10 things you need to know about the new national Children's Hospital
The green light has been given for the new children’s hospital on a campus shared with St. James’s Hospital.
The hospital, which will open in 2020, will merge the three existing hospitals in Crumlin, Temple St and Tallaght.
Here are 10 things you need to know about the new hospital:
1. The new children's hospital will provide in-patients with their own single room and en-suite bathroom, with overnight in-room accommodation for parent
2. The new theatres and procedure rooms will have advanced medical technology for patient diagnosis (e.g. x-ray machines) and complex surgeries, which will improve clinical outcomes for patients.
3. €200m would be made available for the new children’s hospital from the sale of the National Lottery, adding to the existing €450 million Exchequer funding. But rising costs in the construction sector will push up that bill.
4. The plan in 2005 was to close the three existing children's hospitals housed in outdated facilities in Dublin and bring them all under one roof in a state-of-the-art building which would open its doors in 2012. The opening date was then pushed back to 2014 and again, more recently, to 2016.
5. It was turned down for planning permission at the Mater Hospital site in 2012.
6. Major concerns remain among many groups about access to the hospital via car and being caught in traffic.
7. There was a strong lobby to build it on the site of Connolly Hospital in Blanchardstown.
8. There will be car parking facilities for less than a fifth of the 5,000 staff in the St James’s Hospital campus upon completion of the proposed new national children’s hospital on the St James’s site, according to planners.

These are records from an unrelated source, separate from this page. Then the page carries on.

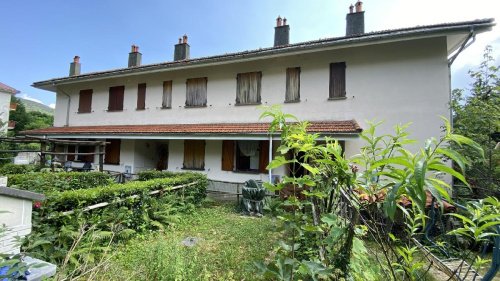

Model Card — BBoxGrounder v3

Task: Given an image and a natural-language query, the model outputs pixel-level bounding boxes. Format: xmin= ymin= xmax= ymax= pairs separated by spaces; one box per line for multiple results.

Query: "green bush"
xmin=47 ymin=173 xmax=207 ymax=211
xmin=137 ymin=170 xmax=179 ymax=181
xmin=7 ymin=172 xmax=113 ymax=194
xmin=0 ymin=163 xmax=40 ymax=176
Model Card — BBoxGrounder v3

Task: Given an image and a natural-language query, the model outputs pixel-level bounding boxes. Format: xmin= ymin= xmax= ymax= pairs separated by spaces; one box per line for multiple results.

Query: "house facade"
xmin=25 ymin=2 xmax=494 ymax=182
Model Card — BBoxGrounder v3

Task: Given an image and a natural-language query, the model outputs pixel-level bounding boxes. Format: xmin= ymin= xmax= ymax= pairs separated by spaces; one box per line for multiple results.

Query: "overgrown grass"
xmin=101 ymin=201 xmax=277 ymax=280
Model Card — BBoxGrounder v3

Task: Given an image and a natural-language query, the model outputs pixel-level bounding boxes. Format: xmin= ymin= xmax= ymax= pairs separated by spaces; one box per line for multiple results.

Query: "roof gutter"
xmin=448 ymin=26 xmax=476 ymax=67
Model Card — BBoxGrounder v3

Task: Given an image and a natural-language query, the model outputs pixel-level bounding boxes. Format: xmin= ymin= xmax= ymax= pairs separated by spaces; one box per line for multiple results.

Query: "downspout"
xmin=269 ymin=134 xmax=273 ymax=184
xmin=56 ymin=83 xmax=71 ymax=127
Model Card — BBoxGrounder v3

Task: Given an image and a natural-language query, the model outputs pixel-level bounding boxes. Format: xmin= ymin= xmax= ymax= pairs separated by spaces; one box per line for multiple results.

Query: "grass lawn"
xmin=100 ymin=198 xmax=277 ymax=280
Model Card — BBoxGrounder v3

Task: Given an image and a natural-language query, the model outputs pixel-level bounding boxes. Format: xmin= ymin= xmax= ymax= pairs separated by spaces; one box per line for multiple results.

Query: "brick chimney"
xmin=174 ymin=34 xmax=189 ymax=61
xmin=69 ymin=56 xmax=81 ymax=76
xmin=345 ymin=0 xmax=365 ymax=36
xmin=274 ymin=16 xmax=290 ymax=47
xmin=128 ymin=45 xmax=142 ymax=67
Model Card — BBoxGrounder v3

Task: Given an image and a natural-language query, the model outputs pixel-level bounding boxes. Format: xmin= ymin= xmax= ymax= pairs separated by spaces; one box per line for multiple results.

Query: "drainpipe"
xmin=269 ymin=134 xmax=273 ymax=183
xmin=56 ymin=84 xmax=71 ymax=127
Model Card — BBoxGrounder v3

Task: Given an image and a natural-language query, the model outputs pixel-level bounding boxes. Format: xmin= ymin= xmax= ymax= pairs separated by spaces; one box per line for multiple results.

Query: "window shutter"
xmin=285 ymin=67 xmax=300 ymax=102
xmin=104 ymin=140 xmax=121 ymax=165
xmin=222 ymin=140 xmax=234 ymax=171
xmin=259 ymin=141 xmax=269 ymax=173
xmin=161 ymin=80 xmax=172 ymax=108
xmin=78 ymin=89 xmax=92 ymax=113
xmin=186 ymin=77 xmax=207 ymax=106
xmin=329 ymin=62 xmax=346 ymax=98
xmin=137 ymin=83 xmax=146 ymax=109
xmin=66 ymin=145 xmax=75 ymax=161
xmin=108 ymin=86 xmax=125 ymax=111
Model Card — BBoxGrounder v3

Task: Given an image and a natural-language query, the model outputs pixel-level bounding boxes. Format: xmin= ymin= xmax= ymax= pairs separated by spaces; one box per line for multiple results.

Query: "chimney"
xmin=274 ymin=16 xmax=290 ymax=47
xmin=128 ymin=45 xmax=142 ymax=67
xmin=69 ymin=56 xmax=81 ymax=76
xmin=345 ymin=0 xmax=365 ymax=36
xmin=174 ymin=34 xmax=189 ymax=61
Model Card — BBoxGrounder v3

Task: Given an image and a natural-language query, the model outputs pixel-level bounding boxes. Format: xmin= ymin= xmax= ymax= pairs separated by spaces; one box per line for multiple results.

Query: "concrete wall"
xmin=55 ymin=37 xmax=450 ymax=180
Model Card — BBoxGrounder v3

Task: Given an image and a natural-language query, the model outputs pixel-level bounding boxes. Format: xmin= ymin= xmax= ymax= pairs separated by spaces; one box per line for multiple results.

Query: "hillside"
xmin=18 ymin=98 xmax=54 ymax=115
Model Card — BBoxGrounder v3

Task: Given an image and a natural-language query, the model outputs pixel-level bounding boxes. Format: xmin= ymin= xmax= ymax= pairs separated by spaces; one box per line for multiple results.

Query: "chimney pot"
xmin=356 ymin=1 xmax=363 ymax=13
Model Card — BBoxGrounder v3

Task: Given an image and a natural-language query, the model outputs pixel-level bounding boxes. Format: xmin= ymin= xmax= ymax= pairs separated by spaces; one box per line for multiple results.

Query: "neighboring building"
xmin=0 ymin=82 xmax=19 ymax=134
xmin=24 ymin=2 xmax=494 ymax=182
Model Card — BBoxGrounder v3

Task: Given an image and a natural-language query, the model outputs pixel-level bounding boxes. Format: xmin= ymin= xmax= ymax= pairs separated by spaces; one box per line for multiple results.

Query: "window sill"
xmin=234 ymin=102 xmax=262 ymax=106
xmin=328 ymin=97 xmax=347 ymax=100
xmin=181 ymin=167 xmax=205 ymax=171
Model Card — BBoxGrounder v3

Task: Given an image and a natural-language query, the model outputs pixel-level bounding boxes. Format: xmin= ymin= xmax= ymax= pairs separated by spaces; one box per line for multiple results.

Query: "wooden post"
xmin=98 ymin=143 xmax=105 ymax=172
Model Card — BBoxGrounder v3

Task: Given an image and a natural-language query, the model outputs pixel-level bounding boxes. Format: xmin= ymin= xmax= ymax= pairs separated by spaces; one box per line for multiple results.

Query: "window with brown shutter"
xmin=161 ymin=80 xmax=172 ymax=108
xmin=329 ymin=62 xmax=346 ymax=99
xmin=285 ymin=67 xmax=300 ymax=102
xmin=236 ymin=72 xmax=262 ymax=105
xmin=183 ymin=140 xmax=205 ymax=170
xmin=221 ymin=140 xmax=234 ymax=171
xmin=186 ymin=77 xmax=207 ymax=107
xmin=104 ymin=139 xmax=121 ymax=165
xmin=137 ymin=83 xmax=146 ymax=110
xmin=78 ymin=89 xmax=93 ymax=113
xmin=108 ymin=86 xmax=125 ymax=111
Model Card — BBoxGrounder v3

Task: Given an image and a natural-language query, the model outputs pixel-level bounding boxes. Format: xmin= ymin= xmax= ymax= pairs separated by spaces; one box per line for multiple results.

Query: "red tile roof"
xmin=0 ymin=82 xmax=19 ymax=95
xmin=21 ymin=120 xmax=362 ymax=135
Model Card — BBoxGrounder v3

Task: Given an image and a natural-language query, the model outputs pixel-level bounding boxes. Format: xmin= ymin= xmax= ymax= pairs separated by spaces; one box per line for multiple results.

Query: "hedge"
xmin=7 ymin=172 xmax=113 ymax=194
xmin=46 ymin=173 xmax=208 ymax=211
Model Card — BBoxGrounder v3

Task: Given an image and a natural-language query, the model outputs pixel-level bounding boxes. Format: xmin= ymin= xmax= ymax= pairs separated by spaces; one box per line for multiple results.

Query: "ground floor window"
xmin=222 ymin=140 xmax=269 ymax=173
xmin=182 ymin=140 xmax=205 ymax=170
xmin=104 ymin=140 xmax=121 ymax=165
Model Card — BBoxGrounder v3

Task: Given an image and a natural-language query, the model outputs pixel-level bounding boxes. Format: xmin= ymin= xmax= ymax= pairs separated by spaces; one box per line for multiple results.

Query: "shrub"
xmin=0 ymin=163 xmax=40 ymax=175
xmin=7 ymin=172 xmax=113 ymax=193
xmin=137 ymin=170 xmax=179 ymax=181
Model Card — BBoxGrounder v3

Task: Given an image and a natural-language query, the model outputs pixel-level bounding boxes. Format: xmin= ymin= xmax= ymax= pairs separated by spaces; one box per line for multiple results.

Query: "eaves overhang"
xmin=32 ymin=18 xmax=495 ymax=92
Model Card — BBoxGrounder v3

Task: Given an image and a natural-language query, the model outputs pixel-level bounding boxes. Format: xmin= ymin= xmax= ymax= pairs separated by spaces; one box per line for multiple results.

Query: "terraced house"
xmin=26 ymin=2 xmax=494 ymax=185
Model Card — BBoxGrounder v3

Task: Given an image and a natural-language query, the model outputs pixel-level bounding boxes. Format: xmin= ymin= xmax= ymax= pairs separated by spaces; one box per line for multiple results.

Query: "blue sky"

9. St James’s Hospital currently has parking capacity for over a third of the 3,000 core staff who work within the site. Despite the addition of 2,000 extra staff who will be employed by the new children’s hospital, proposals are in place to reduce the number of designated parking spaces from 1,100 to 880.
10. Some residents have complained that such a policy will lead to a drastic reduction in on-street parking space in the surrounding area as staff seek alternative options. However, those in charge of the project say an expansion of the €1-an-hour pay parking zone in the locality will discourage car commuters while prompting more employees to walk, cycle or take public transport to work.